Closed kinverarity1 closed 2 years ago
I have also a LAS file version 2.0 that has datetime channels inside, so I hope you will have similar to Python from __future__ import
functionality to make available in LAS 2.0 functionality defined for LAS 3.0.
~VERSION INFORMATION
VERS . 2.0 :CWLS Log ASCII Standard - VERSION 2.0
...
~CURVE INFORMATION
#MNEM .UNIT API CODE :DESCRIPTION
#---- ------ -------------- -----------------------------
TIME_1900 .d : Time Index(OLE Automation date)
TIME .s : (1s) Time(hh mm ss/dd-MMM-yyyy)
...
41725.9438268634 22:39:06/27-Mar-2014 ...
It's about time to support datetime and/or timestamps in the data section for LAS <= 2 files. At the moment the data array is a numpy.ndarray with a common data type, so it won't work. Here are the options that I see:
We would need to read the datetimes and timestamps as a float
Then after the array is reshaped back in LASFile.read(), create the structured ndarray:
We would have to keep track of which column is datetime/timestamped or not.
Update: More realistic would be re-doing the first function above so that it knows what dtype should be expected in which column. Somehow we have to support wrapped files. To do that, the read_file_contents function would have to fully parse the Curves section(s) before tackling the data section(s):
Obviously my preference is for option 2 😄
Update: pandas would struggle, I suspect, with wrapped files, which I'd prefer to support with the same code as unwrapped.
I like the idea of leveraging pandas for the LASv2+ support. But it appears that you are right about pandas struggling with wrapped files. There doesn't seem to be any pandas built-in solution for reading rows that span multiple newlines (see this S.O. post for example).
Just spitballing here, but would it make any sense to have some simple heuristic based on the first few lines of the ~A section to determine if it's wrapped or not?

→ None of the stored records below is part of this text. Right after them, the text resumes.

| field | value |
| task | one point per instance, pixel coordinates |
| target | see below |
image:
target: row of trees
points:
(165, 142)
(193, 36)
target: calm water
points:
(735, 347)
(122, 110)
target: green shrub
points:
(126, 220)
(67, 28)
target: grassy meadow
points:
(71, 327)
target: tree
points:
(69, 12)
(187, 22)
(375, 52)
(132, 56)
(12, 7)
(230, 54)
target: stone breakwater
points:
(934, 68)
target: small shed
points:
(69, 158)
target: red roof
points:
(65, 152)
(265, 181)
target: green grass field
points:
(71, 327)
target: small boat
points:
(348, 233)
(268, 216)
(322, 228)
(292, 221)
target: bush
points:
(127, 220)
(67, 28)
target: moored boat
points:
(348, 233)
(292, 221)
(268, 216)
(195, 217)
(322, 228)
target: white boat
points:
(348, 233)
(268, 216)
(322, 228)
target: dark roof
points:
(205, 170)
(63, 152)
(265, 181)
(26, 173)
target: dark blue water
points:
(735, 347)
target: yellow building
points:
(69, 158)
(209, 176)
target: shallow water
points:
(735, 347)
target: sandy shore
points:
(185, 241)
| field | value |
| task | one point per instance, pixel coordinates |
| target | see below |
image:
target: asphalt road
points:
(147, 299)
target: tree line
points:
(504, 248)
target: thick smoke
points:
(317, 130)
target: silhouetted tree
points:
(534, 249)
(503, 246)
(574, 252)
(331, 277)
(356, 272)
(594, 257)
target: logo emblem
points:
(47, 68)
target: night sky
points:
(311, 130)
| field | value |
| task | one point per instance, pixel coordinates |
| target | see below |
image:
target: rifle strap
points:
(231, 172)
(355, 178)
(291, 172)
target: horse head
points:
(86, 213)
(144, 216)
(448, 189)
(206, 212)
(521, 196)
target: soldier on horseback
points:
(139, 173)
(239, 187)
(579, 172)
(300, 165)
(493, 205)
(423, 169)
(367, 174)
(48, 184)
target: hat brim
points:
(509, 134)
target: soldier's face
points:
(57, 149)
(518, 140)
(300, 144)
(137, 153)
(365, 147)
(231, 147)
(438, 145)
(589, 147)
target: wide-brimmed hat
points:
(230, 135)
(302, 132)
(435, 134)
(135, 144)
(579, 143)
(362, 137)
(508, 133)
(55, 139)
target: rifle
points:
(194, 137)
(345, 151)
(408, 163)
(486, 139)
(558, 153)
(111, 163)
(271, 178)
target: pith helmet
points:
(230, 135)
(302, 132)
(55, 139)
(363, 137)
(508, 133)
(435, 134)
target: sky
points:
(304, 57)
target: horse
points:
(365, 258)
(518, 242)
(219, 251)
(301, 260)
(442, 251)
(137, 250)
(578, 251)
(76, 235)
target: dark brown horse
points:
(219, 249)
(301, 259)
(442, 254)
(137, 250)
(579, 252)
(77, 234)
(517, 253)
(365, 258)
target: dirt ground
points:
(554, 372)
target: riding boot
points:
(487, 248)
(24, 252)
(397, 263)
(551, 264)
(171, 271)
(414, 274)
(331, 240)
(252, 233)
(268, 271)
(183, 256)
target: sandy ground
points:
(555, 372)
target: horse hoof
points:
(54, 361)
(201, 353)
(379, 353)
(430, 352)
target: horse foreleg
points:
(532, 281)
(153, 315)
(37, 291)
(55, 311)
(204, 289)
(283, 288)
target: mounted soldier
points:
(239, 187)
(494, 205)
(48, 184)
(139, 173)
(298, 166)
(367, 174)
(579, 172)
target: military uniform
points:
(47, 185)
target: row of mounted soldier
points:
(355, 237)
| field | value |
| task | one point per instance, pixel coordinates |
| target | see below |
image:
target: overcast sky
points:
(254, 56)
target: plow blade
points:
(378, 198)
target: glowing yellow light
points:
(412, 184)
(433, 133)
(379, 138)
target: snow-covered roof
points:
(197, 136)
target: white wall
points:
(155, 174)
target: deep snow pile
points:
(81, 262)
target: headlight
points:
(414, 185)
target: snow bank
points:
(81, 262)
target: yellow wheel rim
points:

Then the logic might be: if it's not wrapped it could go directly to pandas via read_csv. If it's wrapped, the data section could be "unwrapped" then sent to pandas.
Maybe that's more of a rewrite than you'd want to do, and it's unclear if the benefits (e.g. pandas handles datatypes) would outweigh the issues that arise (for example I'm not sure how pandas could do what you do with the READ_SUBS to handle malformed data sections).
Yeah...I think either way it's a biggish job. I'm warming to using a record array. It's a good chance to do some of the LAS 3 stuff like reading multiple data sections, and dealing with comma delimited data sections too.
Plus it might allow solving #227
The tricky part is keeping the memory/speed usage as it is now.
This may not be the best spot to put this comment, but just to follow up on the "to pandas or not to pandas" question, this weekend I played around a bit with adding a pandas engine for parsing the data section.
Here are some benchmarks on a 28MB (unwrapped) las file, comparing the default parser and this pandas one I kluged in:
default lasio parsing
%timeit las = lasio.read('example_28MB_file.las')
4.93 s ± 111 ms per loop (mean ± std. dev. of 7 runs, 1 loop each)
%memit las = lasio.read('example_28MB_file.las')
peak memory: 182.38 MiB, increment: 98.73 MiB
pandas parsing
%timeit las = lasio.read('example_28MB_file.las', engine='pandas')
347 ms ± 4.7 ms per loop (mean ± std. dev. of 7 runs, 1 loop each)
%memit las = lasio.read('example_28MB_file.las', engine='pandas')
peak memory: 112.80 MiB, increment: 28.46 MiB
Admittedly this code is not production ready, wouldn't pass all tests, and doesn't deal with wrapped files!
But this basic test on my unoptimized code to read the data section with pandas read_table
and convert it to a 1-D array (as the default parser does) shows some promising gains in speed (>10x) and memory usage.
Thanks. That is attractive. lasio is already much too slow. I am not sure that the benefits of all the substitution code outweigh the performance benefits, given that so many files are unwrapped.
@ahjulstad submitted a great PR (#149) ages ago which went down this route, but I did not merge it because it came before a major refactor of how the reader &c was set up. And I was being precious about not requiring pandas
. Perhaps we should get that PR up to date - or use your engine - and then implement the unwrapped reader last.
An issue that needs doing before we start: rework the overall reading function so that all the header sections are fully parsed before even touching any of the data sections. That way we know whether they are wrapped or not, whether any columns can be expected to be non-numeric, and so on, when parsing the data section. (TLDR: fix my horrendous LASFile.read()
method).
And, if we have separate code for parsing wrapped and unwrapped data: all tests featuring the data section need to be duplicated for both wrapped and unwrapped.
+1 for pandas.read_csv as default engine for non wrapped files.
Reasons:
If needed for harmonization, I think it is possible to write "unwrapper" for wrapped LAS files and after that use the same read_csv function.
This has basically been implemented now in v0.30:
The 3.0 specification describes a datetime format code (p. 24). I need to implement it.